O romance bebe totalmente da fonte drummondiana, mas não abre mão do vôo próprio.
Para situar a história da mulher que conta às filhas como e por que entregou o
marido amado nos braços de outra mulher, o escritor mergulhou no universo que
melhor conhece: o meio rural mineiro, longínquas paragens onde, nos anos 50, a
realidade retrógrada resiste à entrada em cena de alguma modernidade trazida pelos
anos dourados que engatinhavam.

Conflitos agrários, disputas de terras e lavras, ranças machistas e feudais se mesclam a casos de amor e
ciúme, de posse e desejo, de vingança e violência. Se no poema de Drummond a voz preponderante era a da
mãe que responde às filhas, no romance crescem e ganham contornos de complexidade, além de Ângela,
protagonista original, também a mulher que veio de longe, Bárbara, a sedutora fatal, que acaba
sucumbindo, igualmente vítima das armações do amor; o marido, Ulisses, homem apaixonado e visionário,
que sonha enriquecer e se livrar da pecha de derrotado; o oponente dele, Fausto, namorado de infância
rejeitado por Ângela, poderoso, calculista, vingativo.

Ao situar personagens e situações num contexto específico, de virada de década, marcada pelas
contradições do momento histórico, Carlos Herculano ganha, para a trama de amor imaginada por Drummond,
uma contextualização enriquecedora, mormente devido às novas personagens que surgem e ajudam a dar
veracidade àquela história.

A obra tem um tom “épico”, que se contrapõe e ao mesmo tempo completa o tom
“teatral” do poema no qual se inspirou. O fio narrativo de O Vestido
é tenso, a leitura não pode parar, não exatamente pela expectativa de um desfecho
surpreendente, pois já se sabe o que vai acontecer. O leitor é preso pelo ritmo,
pelo tom de urgência, simétrico à tensão drummondiana, geradora da rapidez e
agilidade dos diálogos, no registro de um segredo contado num mínimo tempo que
antecede à chegada do pai, diante do qual a mãe e as filhas têm que se calar.

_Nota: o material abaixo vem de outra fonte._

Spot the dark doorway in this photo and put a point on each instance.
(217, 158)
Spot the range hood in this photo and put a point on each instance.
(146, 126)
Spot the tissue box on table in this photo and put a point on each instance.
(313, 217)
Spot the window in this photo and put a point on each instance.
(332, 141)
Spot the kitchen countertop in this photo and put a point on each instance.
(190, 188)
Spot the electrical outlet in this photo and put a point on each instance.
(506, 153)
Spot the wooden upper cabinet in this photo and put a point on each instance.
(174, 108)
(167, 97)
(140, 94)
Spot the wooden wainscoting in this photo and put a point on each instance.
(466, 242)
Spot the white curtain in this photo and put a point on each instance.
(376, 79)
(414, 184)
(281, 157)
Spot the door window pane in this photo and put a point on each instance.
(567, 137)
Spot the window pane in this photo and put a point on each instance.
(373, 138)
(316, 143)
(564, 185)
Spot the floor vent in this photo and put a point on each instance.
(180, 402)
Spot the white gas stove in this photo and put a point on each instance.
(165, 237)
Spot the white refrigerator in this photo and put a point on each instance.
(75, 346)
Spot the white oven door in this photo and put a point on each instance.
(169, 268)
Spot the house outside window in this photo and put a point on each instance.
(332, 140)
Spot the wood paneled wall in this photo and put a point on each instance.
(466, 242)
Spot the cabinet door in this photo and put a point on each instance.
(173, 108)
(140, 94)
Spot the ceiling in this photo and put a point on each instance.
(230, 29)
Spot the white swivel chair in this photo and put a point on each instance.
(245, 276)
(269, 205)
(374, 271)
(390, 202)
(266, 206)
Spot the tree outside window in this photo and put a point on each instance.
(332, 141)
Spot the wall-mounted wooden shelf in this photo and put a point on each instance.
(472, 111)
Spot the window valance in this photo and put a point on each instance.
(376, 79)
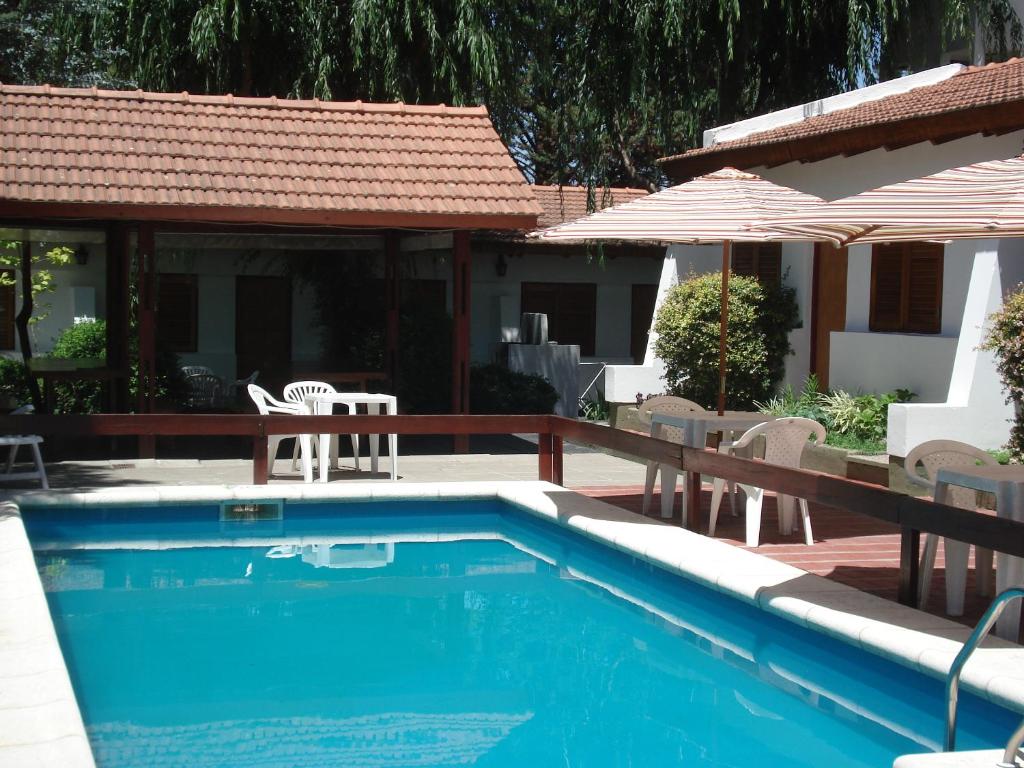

No início de do romance, o tom poético está mais próximo de Drummond e a figura do poeta não se deixa
esvanecer, para, depois, pouco a pouco, se criar um distanciamento, pois outra história se conta
preenchendo as lacunas da primeira. O tom poético não se perde, apesar de a segunda história ser mais
narrativa: se o poema de Drummond é dramático, com um cenário teatral, no segundo texto, de Carlos
Herculano, predomina a narrativa, à qual, entretanto, não falta a modulação poética, que não deixa o
leitor esquecer do texto de origem. Mais exatamente, uma prosa atravessada por um tom poético, dentro de
uma estrutura mais épica do que teatral com um seu cenário ampliado em relação à primeira. Rapidamente o
tom de segredo, estabelecido num espaço estreito, de âmbito doméstico, fechado, se abre para um espaço
geográfico que abrange cidades e se estende por uma paisagem rural que remete a uma história real de
lutas de cobiça e poder: exatamente como o cenário de alguns livros do romancista Carlos Herculano
Lopes, como A Dança dos Cabelos e Sombras de Julho.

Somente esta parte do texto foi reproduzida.